The slash she dealt the marine facing her was anything but for show. And she led a boarding party – the group around her clearly looked to her for direction. His fellow officers were sorely mistaken.
Frown tight on his face, Knigh twitched away from a clumsy thrust, threw it wide with his own blade, and punched the pirate. Blood burst down the man’s face, and he backed away, clutching his nose.
Shaking his head, Knigh scanned his surroundings again. Half the marines had formed up with him, the other half faced Vice, and the pirates gathered around her.
Damn it, he needed to end this – with his forces divided between The Morrigan and the Venatrix, he was losing men. Hells, the pirates might even be winning.
It wasn’t meant to go like this. The plan was to overpower The Morrigan by force of numbers and superior training, gain their surrender. Then he’d use his code phrase to make himself known to his contact, and get an audience with FitzRoy.
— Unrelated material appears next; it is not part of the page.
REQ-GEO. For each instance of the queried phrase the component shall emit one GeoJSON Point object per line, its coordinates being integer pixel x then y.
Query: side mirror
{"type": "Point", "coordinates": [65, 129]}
Then he’d execute the next phase to capture Vice and bring her to justice.
Growling, he punched another pirate and shoved him overboard.
Growling? Gods, no. He had to maintain control.
This was just another battle – it wasn’t personal. He couldn’t give in to his fury, not again. Swallowing, he straightened his back, pulling his muscles into one drill position, then another.
Discipline, procedure, drills.
Deep breaths filled his nose with the sharp smell of sweat and the metallic tang of blood, and most importantly, they brought a cooling calm over him.
He nodded. Much better.
That flash of red caught his eye through the melee again. Vice slammed her sabre’s knuckle-bow into a marine’s face and kicked him away, then glanced aft.
Narrowing his eyes, Knigh followed her gaze to a tall man, black-haired, his black coat even more ostentatious than Vice’s. He had to be FitzRoy.
That would end this.
“To me, marines.” Not checking they followed, Knigh started fighting his way towards the pirate captain. “FitzRoy,” he shouted into the clash of blades. Still nothing – he must not have heard.
He shouldered one pirate, then another, out of the way, using his superior size to shove them with ease. His muscles rejoiced at the rough treatment, at the flex and jar of impact.
He could just let go, let the rage burning in his belly free …
Tightening his grip on his sabre, he shook his head. It would be easy in the moment, yes, but he knew better than that, he knew where it would lead. He had to be stronger.
Voice hoarse, he called the man’s name again. The pirates nearest gave him wary looks, but FitzRoy didn’t respond, and he wasn’t even sure which man was his contact. For all he knew, the fellow could be dead.
Lords and Ladies, he hadn’t even considered that. Then his plan would be dead in the water.
Teeth gritted, he pushed on – he needed to get through to FitzRoy.
Fifteen feet away now – even with the cries and clamour of battle, he’d have to hear.
“FitzRoy.”
Red and gold closed in from starboard at speed.
“Parley,” he bellowed, pushing towards the pirate captain. “Parley, FitzRoy.”
But a body blocked his path – Vice, her sabre outstretched, tip inches from his chest. “Parley?” She snorted. “Pirate hunters don’t parley.”
Knigh’s heart pounded. So close. He took half a step forward.
Vice bared her teeth and lifted the sword to his throat, only an inch from his flesh. Her eyes burned into him.
Odd – the colour looked different from when they’d met at Port Royal. A bright cerulean blue rather than clear turquoise.